Die EU macht Österreich Beine. Daher sollen in den kommenden Jahren die Arbeitszeiten der Spitalsärzte verkürzt werden. Sozialminister Rudolf Hundstorfer (SPÖ) hat dies nicht nur in der Vorwoche in einem Brief an die EU-Kommission zugesichert, um eine EU-Klage abzuwenden. Inzwischen hat der Ressortchef einen Vorschlag für eine schrittweise Reduktion der Arbeitszeiten der Ärzte in Spitälern beginnend ab dem kommenden Jahr bis 2021 ausarbeiten lassen. Nach Beratungen mit den Bundesländern am Dienstag erklärte Hundstorfer, Ende September die Neuregelung im Parlament einzubringen.
Die Europäische Union schreibt eine maximale Wochenarbeitszeit von 48 Stunden für Spitalsärzte vor. In Österreich sind nach den geltenden Bestimmungen Dienste bis zu 72 Stunden pro Woche zulässig.
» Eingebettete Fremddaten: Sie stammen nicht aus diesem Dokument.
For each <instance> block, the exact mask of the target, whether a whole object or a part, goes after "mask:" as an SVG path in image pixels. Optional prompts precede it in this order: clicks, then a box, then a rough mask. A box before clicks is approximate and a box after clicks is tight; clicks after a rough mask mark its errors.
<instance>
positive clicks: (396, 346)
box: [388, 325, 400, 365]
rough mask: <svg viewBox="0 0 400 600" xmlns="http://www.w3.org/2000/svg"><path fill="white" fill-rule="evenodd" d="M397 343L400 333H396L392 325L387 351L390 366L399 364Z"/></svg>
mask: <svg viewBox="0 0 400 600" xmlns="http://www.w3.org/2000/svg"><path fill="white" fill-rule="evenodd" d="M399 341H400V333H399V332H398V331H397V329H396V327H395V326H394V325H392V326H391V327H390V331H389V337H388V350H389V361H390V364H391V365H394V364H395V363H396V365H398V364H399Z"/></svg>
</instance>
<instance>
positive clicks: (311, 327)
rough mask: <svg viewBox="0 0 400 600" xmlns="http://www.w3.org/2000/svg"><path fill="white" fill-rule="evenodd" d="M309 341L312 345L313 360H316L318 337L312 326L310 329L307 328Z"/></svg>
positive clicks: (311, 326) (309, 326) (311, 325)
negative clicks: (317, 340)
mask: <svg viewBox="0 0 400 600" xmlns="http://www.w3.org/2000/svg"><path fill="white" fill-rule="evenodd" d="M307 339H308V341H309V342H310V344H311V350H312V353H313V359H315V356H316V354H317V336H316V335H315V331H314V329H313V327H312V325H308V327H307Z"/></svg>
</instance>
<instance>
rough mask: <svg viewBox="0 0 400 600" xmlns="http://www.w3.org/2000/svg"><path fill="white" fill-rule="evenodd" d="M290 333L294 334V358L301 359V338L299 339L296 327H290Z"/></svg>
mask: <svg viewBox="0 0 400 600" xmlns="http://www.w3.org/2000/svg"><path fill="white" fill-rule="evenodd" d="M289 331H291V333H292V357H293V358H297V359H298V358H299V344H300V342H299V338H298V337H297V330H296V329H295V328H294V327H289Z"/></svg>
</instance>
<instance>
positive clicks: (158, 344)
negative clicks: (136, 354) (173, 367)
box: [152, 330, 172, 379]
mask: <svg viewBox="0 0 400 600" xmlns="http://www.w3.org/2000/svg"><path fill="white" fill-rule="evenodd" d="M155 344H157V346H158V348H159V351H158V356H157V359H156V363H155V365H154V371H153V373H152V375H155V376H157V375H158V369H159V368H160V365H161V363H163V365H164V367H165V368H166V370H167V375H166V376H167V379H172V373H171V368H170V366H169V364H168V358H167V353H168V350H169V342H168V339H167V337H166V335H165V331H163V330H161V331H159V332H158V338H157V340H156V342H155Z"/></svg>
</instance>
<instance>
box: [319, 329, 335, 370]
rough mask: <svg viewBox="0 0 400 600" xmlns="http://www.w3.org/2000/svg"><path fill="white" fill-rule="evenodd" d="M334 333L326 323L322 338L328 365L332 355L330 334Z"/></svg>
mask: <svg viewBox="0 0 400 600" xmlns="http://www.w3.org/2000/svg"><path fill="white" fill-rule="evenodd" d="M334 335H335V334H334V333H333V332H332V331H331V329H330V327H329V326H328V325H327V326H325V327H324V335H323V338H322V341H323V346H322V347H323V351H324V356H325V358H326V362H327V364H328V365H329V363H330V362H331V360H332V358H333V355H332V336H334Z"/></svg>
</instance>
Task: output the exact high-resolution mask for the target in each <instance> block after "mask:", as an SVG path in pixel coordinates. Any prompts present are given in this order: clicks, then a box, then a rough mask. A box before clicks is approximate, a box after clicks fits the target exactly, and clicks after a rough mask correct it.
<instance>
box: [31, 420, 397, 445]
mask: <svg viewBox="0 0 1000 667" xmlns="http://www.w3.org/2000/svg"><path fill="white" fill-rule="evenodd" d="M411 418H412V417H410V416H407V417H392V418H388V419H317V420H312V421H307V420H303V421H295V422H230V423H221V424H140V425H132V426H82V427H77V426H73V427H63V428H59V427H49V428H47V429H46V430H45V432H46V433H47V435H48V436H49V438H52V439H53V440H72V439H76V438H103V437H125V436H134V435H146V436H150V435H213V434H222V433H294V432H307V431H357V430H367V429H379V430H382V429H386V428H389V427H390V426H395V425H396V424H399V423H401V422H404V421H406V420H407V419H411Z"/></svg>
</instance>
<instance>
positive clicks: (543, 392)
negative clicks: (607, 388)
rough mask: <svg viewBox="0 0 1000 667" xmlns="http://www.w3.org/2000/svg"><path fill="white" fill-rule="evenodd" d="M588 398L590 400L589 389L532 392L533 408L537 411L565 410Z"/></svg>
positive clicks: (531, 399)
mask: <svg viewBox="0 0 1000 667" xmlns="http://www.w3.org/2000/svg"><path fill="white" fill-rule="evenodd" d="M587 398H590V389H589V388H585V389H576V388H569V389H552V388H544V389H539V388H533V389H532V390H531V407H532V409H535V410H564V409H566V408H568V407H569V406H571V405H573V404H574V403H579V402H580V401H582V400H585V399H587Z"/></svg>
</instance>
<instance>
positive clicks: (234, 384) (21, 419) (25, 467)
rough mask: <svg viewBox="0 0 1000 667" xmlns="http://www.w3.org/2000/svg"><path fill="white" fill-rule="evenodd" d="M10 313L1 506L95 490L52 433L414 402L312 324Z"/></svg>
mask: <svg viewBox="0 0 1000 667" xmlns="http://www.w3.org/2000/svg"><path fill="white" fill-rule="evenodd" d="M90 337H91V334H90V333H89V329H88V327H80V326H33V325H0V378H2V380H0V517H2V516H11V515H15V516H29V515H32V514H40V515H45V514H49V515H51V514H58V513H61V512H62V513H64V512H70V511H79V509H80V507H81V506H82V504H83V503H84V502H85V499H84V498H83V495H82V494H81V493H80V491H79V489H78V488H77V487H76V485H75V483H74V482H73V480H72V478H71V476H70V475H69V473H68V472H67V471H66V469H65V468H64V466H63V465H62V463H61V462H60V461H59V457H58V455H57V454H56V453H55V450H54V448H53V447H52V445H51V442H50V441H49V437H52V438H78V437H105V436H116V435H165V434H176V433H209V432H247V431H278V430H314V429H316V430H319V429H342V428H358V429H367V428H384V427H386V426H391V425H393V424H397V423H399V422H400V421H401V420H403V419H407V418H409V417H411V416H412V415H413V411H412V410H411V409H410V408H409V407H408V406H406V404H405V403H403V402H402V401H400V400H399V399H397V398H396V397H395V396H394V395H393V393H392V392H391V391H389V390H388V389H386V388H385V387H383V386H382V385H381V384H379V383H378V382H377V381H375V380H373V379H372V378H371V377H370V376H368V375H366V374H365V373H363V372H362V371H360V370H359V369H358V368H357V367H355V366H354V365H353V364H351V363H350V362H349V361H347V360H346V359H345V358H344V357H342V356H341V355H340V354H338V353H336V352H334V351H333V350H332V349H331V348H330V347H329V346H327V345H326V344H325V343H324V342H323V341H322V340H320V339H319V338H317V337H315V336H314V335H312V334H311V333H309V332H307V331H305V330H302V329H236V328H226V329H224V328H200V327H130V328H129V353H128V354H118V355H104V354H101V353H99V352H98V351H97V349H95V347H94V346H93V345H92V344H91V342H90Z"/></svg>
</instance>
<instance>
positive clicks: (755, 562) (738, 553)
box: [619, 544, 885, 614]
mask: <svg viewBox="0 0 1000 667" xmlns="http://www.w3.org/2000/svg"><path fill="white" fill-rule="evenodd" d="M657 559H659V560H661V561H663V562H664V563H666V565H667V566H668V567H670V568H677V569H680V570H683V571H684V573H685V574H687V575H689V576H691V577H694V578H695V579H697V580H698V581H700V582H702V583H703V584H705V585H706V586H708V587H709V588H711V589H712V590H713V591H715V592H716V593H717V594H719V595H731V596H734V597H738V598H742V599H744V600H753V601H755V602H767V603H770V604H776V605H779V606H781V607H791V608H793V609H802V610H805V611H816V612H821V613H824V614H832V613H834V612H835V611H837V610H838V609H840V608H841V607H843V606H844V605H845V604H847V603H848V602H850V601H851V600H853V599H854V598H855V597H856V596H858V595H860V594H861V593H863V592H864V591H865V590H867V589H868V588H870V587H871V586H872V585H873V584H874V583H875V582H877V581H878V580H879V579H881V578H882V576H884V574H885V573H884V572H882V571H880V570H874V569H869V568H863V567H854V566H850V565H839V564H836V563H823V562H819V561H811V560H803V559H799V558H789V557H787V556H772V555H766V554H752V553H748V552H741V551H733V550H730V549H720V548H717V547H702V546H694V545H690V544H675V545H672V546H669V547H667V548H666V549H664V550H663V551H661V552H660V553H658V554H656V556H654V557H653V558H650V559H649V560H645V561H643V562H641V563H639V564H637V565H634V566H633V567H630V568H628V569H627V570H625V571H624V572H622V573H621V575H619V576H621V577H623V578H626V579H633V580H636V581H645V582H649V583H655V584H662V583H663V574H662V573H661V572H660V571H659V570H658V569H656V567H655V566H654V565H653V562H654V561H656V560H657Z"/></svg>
Die zuständigen Landesräte stöhnen jetzt wegen der drohenden finanziellen Mehrbelastung für die Spitäler, bei denen Gemeinden und Länder vielfach Erhalter sind. Sie treten aber nicht nur deswegen für eine möglichst langfristige Übergangsphase bei der Beschränkung der maximal zulässigen Wochenarbeitszeit ein. Ländervertreter argumentieren außerdem, es stünden bei einer kurzfristigeren Umstellung nicht genug Mediziner zur Verfügung. Die Länder streben daher eine möglichst lange Übergangsfrist bei den Arbeitszeiten an.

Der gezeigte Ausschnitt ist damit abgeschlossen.